The book details the history of physics from the ancient Greeks to today. Charles Simonyi worked tirelessly for its publication and contributed an introduction to the text.
"It's an extraordinary book because it's written for everyone who is interested in culture either from the humanities side or from the science side," Simonyi said. "It's an incredible pleasure to be able to bring this jewel to the English-speaking world."
Karolyi Simonyi was a professor of electrical engineering in Budapest who lost his position for political reasons, his son said. In his newfound spare time he began writing the book.
"He had a fantastic library and he was very well read in all the humanities, and he always professed that culture is an integral whole; the humanities and the sciences are indivisible and they should be understood together," the younger Simonyi said. "So he took advantage of his difficult predicament and he started on this extraordinary work. Now it's been published in five editions in Hungary and has had tremendous success."
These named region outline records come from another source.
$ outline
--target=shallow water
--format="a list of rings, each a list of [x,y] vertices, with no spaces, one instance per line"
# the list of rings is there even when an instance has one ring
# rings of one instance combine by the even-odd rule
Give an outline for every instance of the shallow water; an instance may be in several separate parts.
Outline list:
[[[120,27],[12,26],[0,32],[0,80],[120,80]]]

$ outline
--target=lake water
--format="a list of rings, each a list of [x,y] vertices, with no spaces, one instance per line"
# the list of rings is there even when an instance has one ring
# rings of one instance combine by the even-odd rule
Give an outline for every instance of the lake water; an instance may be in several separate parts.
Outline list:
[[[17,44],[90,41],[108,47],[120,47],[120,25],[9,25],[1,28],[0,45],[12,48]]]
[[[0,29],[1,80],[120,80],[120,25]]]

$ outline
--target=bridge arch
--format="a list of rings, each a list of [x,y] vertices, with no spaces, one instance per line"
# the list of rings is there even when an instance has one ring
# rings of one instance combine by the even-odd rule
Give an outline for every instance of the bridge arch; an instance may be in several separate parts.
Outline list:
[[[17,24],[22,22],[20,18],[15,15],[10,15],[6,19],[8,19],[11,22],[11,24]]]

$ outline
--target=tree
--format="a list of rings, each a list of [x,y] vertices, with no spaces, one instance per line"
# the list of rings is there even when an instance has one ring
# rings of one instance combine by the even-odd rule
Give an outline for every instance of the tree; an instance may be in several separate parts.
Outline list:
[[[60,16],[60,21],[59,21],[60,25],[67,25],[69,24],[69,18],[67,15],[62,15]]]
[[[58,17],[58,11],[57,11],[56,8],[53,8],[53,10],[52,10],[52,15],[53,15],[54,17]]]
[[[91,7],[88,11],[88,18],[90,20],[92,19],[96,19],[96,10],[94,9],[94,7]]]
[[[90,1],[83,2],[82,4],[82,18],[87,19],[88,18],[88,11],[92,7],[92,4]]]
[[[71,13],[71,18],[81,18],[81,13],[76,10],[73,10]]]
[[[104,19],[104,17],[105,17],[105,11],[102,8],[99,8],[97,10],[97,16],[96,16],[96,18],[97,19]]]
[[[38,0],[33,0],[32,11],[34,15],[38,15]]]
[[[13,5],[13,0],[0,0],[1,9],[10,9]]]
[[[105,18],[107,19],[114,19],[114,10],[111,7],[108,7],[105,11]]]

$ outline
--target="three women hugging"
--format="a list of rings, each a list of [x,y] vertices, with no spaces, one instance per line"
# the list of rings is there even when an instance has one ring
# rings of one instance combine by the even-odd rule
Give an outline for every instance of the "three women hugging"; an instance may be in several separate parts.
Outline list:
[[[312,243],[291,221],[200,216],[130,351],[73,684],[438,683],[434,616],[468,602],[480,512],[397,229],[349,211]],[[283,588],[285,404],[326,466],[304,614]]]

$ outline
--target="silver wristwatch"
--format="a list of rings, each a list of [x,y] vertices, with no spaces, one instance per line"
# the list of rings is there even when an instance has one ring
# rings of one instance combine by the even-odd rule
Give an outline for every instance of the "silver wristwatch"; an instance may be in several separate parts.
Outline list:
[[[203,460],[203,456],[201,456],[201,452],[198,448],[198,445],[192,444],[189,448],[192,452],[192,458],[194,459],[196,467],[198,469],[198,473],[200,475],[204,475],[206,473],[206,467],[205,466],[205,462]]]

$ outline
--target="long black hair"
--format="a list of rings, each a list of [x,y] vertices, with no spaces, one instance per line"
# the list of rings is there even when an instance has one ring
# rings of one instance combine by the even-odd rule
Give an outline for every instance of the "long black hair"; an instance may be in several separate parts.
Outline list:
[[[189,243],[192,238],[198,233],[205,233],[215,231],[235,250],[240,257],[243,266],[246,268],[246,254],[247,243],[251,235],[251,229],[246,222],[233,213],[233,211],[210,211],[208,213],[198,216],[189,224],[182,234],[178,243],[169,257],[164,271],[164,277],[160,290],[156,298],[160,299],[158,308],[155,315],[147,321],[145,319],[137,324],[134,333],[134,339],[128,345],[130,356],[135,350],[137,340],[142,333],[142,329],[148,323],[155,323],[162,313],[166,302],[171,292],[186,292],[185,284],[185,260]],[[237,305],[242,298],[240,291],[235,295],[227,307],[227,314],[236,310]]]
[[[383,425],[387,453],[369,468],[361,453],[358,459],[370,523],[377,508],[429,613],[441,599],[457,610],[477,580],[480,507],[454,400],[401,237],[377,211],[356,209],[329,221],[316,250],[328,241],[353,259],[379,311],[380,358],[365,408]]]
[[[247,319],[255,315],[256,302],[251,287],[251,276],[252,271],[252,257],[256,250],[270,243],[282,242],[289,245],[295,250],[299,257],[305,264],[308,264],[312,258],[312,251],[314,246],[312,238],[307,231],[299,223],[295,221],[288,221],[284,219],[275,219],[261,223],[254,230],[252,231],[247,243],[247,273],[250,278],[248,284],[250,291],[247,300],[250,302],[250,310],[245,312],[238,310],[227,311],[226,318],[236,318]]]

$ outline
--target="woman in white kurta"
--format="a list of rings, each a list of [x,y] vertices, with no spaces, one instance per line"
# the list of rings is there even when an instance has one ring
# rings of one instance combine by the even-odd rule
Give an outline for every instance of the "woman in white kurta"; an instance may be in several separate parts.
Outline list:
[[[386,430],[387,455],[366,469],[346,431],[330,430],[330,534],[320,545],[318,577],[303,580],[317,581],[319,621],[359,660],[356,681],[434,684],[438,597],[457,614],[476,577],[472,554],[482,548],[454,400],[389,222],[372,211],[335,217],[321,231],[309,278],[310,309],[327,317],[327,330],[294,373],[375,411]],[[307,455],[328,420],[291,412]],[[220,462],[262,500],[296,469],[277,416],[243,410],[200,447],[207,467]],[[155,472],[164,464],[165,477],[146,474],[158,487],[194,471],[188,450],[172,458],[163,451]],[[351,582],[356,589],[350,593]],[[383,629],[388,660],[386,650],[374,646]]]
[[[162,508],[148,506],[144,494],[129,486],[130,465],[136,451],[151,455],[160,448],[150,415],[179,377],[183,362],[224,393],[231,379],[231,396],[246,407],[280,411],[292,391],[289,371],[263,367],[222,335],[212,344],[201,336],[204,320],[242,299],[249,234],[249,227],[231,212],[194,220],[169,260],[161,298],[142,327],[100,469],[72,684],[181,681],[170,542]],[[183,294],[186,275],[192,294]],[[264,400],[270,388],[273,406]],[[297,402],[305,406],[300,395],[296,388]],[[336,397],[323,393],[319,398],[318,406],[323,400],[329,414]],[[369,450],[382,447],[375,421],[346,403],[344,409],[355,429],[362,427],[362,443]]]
Simonyi said the book is coming to the United States at a good time, when technology is developing rapidly and everyone could use a bit more familiarity with science.
"I think science, of course, is very important for everyone to understand — if not the details of science, the role of science in society and how science relates to the rest of our lives and the rest of our pursuits," Simonyi said. "And what's the best way to learn about science and the connection between the humanities and sciences than through history?"
The tome includes original quotations from great thinkers throughout the ages, as well as some of the cultural flavor of the development of science. For example, one page includes some particularly biting comments by some of the greats of 17th-century physics, such as Kepler, Galileo, Newton and Descartes, about each other.
"Essentially it’s a little bit like People magazine, where personalities are gossiping about each other," Simonyi said. "Sometimes, of course, they say nice things about each other, but sometimes they are needling or worse."